On the Road
I’m not quite sure how to judge “On the Road.” If it existed on its own as a film, separated from any notion of the seminal Jack Kerouac book, I’d probably dismiss it as rambling and unfocused. But since the Bible of the Beats is defined by its poetic embrace of chaos — both in life and literary endeavors — to knock it for its quivery plot would be like criticizing a flamingo for being too pink.
Brazilian director Walter Salles and Puerto Rican screenwriter Jose Rivera previously teamed up for “The Motorcycle Diaries,” a similar project about young men rambling about the countryside looking for themselves, also based on a book by a person of note (in that case, revolutionary Che Guevara). Since “On the Road” has generally been regarded as unfilmable, perhaps it required a foreign perspective to adequately capture the peculiar rhythms of this quintessential, quirky American tale.

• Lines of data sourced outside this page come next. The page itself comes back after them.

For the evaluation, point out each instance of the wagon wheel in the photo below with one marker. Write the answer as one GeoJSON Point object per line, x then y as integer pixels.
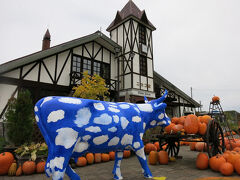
{"type": "Point", "coordinates": [214, 139]}
{"type": "Point", "coordinates": [173, 146]}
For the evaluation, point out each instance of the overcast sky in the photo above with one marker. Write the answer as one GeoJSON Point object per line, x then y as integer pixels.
{"type": "Point", "coordinates": [196, 44]}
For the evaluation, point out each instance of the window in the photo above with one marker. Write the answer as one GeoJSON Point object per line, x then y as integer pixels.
{"type": "Point", "coordinates": [87, 64]}
{"type": "Point", "coordinates": [105, 72]}
{"type": "Point", "coordinates": [76, 64]}
{"type": "Point", "coordinates": [143, 65]}
{"type": "Point", "coordinates": [81, 64]}
{"type": "Point", "coordinates": [96, 67]}
{"type": "Point", "coordinates": [142, 34]}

Certainly “On the Road” has verve and gutso. In chronicling the on-again, off-again travels of Kerouac stand-in Sal Paradise (Sam Riley) and his best friend/muse Dean Moriarty (Garrett Hedlund) during the late 1940s, the actors and filmmakers have probably made as good a translation of the book as possible.
It’s a booze-soaked, drug-riddled, sex-filled escapade with no real point other than casting off whatever yokes chain them and seeing what’s out there. It captures the pure exhilaration of freedom for its own sake.
Some portions of Kerouac’s narrative are skimmed over or eliminated, while others are pumped up — particularly those involving Dean’s teenage wife (soon to be ex-wife) Marylou, played by “Twilight” star Kristen Stewart. Stewart has a vibrant, erotic presence as a wanton girl who enjoys her escapades with Dean — including three-ways in bed with some of his friends — even as she knows it must all come to a crashing end, with her grasping the stick’s short end.
One scene, where Marylou and Dean are shaking it to a raucous jazz song as others look on, is scorching hot. Stewart’s small but steamy role should do much to banish her adolescent image.
Much of the heart of the book dealt with Sal idolizing Dean as a sort of vagabond holy man, a con artist and liar who nonetheless embraced the concept of living in the moment, and inspired others to do the same. Dean is a car thief, treats women as disposable objects and leeches off his friends, but others are drawn to his audacious individuality.
Hedlund is terrific as Dean, the distilled essence of American manhood, especially his use of his voice to command and compel those around him. Riley is also good in the less showy role of the introspective writer and chronicler of the group. Tom Sturridge has an abbreviated but effective turn as Carlo Marx, a self-destructive poet who struggles with his homoerotic fixation toward Dean, which Dean uses to tease and taunt.
Viggo Mortensen turns up as Old Bull Lee, an older writer and heroin addict who acts as a mentor and father figure to Sal. It’s notable that he is the one person who is instinctively disdainful of Dean’s flights of fancy, recognizing them as more narcissism than revelation.
Kirsten Dunst plays Camille, Dean’s much put-upon second wife; Amy Adams is Lee’s mentally fractured wife; Alice Braga is an itinerant love of Sal’s; and Elisabeth Moss and Danny Morgan play a recently married couple sundered by Dean’s need to always be on the move.
Kerouac lovers probably know that the book “On the Road” was written in long, frenetic sessions using rolls of paper so he wouldn’t have to stop typing. The movie erratically but vividly captures that freewheeling sense of losing oneself — in the act of creation, or consumption, and even self-destruction.